In New Jersey and Rhode Island, the states where the smallest proportion of people depend strictly on wireless phones, that figure is only 13 percent.
Mississippi has the highest poverty rate in the nation – 21.9 percent in 2009, according to the Census Bureau. The Arkansas figure was 18.8 percent. The nationwide rate is 14.3 percent.
In 2009, the Census Bureau defined poverty as a single person making less than $11,000 a year or a family of four making less than $22,000 a year.
“I think people decide, ‘I can afford one but not the other,'” said Ellen Reddy, who works for a nonprofit community center that helps low-income residents in Holmes County, Miss. She said poor people in her area often have cellphones with a limited number of minutes.
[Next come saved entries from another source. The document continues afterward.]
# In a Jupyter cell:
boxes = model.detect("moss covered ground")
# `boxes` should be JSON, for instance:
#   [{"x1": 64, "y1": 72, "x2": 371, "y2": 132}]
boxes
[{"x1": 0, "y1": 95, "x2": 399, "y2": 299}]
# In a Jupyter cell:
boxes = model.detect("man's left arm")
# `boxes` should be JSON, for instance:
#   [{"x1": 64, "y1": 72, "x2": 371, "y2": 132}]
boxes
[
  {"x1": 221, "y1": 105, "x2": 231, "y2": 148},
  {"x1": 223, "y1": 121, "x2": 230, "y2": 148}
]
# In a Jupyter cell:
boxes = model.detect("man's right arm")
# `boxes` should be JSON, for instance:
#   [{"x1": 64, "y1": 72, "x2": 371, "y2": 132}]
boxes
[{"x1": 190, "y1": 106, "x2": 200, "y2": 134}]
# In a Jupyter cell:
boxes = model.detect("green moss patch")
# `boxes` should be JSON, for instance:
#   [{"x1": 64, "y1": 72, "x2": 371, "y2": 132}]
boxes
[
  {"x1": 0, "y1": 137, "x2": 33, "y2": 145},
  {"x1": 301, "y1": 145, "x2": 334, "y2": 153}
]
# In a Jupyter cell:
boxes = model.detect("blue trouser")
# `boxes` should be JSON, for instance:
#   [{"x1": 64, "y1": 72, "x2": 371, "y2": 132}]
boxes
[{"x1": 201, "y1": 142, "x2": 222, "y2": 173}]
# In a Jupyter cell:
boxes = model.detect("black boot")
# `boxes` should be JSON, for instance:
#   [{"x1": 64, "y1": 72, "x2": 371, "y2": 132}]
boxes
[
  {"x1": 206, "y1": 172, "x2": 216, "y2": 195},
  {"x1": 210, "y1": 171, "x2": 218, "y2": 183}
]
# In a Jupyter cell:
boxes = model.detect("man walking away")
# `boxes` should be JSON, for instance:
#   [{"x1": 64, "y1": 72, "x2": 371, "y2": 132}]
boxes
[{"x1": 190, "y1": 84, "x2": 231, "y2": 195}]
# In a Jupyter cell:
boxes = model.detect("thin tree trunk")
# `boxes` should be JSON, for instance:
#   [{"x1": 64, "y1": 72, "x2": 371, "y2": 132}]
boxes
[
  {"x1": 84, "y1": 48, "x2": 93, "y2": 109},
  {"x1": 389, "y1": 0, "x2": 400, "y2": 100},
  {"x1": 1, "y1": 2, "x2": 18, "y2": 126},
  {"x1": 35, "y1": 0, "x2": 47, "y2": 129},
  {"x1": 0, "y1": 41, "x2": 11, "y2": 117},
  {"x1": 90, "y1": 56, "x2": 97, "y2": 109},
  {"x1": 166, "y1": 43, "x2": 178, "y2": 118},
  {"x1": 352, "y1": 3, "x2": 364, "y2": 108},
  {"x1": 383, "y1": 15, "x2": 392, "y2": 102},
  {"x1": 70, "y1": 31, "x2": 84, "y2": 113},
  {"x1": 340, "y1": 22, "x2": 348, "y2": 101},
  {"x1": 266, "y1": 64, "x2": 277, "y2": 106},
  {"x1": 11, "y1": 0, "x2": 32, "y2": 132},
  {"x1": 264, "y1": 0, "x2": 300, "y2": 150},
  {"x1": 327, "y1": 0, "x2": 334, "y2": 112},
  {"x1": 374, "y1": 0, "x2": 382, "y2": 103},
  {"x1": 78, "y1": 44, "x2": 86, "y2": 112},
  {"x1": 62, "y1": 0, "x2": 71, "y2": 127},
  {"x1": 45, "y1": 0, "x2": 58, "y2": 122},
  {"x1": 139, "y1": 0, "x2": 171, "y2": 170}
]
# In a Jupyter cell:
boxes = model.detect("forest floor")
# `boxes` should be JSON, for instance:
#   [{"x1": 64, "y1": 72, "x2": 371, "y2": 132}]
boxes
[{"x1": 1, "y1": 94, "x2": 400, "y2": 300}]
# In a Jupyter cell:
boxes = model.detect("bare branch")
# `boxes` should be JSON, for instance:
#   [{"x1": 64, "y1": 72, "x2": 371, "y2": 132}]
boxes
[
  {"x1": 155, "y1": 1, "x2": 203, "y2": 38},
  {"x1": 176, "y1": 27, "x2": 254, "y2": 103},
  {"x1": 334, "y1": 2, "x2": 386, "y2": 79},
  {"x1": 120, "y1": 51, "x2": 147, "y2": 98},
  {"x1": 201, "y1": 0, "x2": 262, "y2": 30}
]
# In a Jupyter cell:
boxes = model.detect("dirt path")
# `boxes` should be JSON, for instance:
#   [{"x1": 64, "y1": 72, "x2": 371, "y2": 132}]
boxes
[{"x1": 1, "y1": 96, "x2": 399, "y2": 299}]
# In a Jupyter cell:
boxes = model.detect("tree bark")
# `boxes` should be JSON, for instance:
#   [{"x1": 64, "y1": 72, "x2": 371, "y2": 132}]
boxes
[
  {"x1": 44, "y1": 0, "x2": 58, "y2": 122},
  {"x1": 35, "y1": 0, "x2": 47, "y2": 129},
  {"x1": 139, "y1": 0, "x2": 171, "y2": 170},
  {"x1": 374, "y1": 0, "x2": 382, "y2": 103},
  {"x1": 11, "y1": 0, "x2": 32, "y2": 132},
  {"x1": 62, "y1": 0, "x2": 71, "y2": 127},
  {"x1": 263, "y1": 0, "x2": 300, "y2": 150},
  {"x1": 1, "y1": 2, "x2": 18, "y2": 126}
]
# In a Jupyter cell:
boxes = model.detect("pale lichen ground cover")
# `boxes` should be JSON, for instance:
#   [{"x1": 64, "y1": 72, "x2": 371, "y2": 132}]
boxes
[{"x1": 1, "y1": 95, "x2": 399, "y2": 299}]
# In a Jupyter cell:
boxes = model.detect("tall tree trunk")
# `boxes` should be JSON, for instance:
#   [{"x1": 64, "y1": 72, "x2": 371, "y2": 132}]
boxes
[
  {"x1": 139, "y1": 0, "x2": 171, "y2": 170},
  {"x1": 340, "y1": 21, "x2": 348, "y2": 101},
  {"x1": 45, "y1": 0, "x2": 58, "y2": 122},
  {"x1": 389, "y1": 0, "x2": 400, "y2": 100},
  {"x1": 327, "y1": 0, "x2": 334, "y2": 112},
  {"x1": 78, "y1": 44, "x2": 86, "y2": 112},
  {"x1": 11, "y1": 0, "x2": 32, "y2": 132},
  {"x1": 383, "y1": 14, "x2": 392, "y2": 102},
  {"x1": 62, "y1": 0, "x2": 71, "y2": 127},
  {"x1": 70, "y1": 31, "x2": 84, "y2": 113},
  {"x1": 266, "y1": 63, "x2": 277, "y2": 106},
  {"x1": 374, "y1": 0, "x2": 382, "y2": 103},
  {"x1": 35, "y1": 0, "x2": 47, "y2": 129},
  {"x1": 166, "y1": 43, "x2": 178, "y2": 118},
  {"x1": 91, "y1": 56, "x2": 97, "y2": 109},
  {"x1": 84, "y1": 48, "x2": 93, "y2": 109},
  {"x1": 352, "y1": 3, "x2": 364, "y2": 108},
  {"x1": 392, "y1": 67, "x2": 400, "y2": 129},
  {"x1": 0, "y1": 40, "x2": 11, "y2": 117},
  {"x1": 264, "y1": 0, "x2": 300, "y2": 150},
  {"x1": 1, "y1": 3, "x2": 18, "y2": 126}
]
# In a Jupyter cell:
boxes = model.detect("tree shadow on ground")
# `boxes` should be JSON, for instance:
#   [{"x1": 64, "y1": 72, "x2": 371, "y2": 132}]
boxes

“When the minutes are gone, oftentimes we can’t reach our families,” Reddy said. “I think people are making choices.”
The number of American households that rely exclusively on cellphones has been growing steadily nationwide, hitting 27 percent in the first half of 2010, an eightfold increase in just six years. Arkansas has had the greatest increase, with 15 percentage points. New Jersey’s 7 percentage-point growth was the lowest.
Donielle Flowers of Little Rock doesn’t remember the last time she had a landline. She’s chosen to carry one of two cellphones – a free, government-subsidized phone with 250 minutes a month, and a prepaid phone that costs $60 a month.
“It’s an extra bill,” Flowers, 34, said of landlines. “I’m rarely at home, so I just need a cellphone. I’d be lost without it.”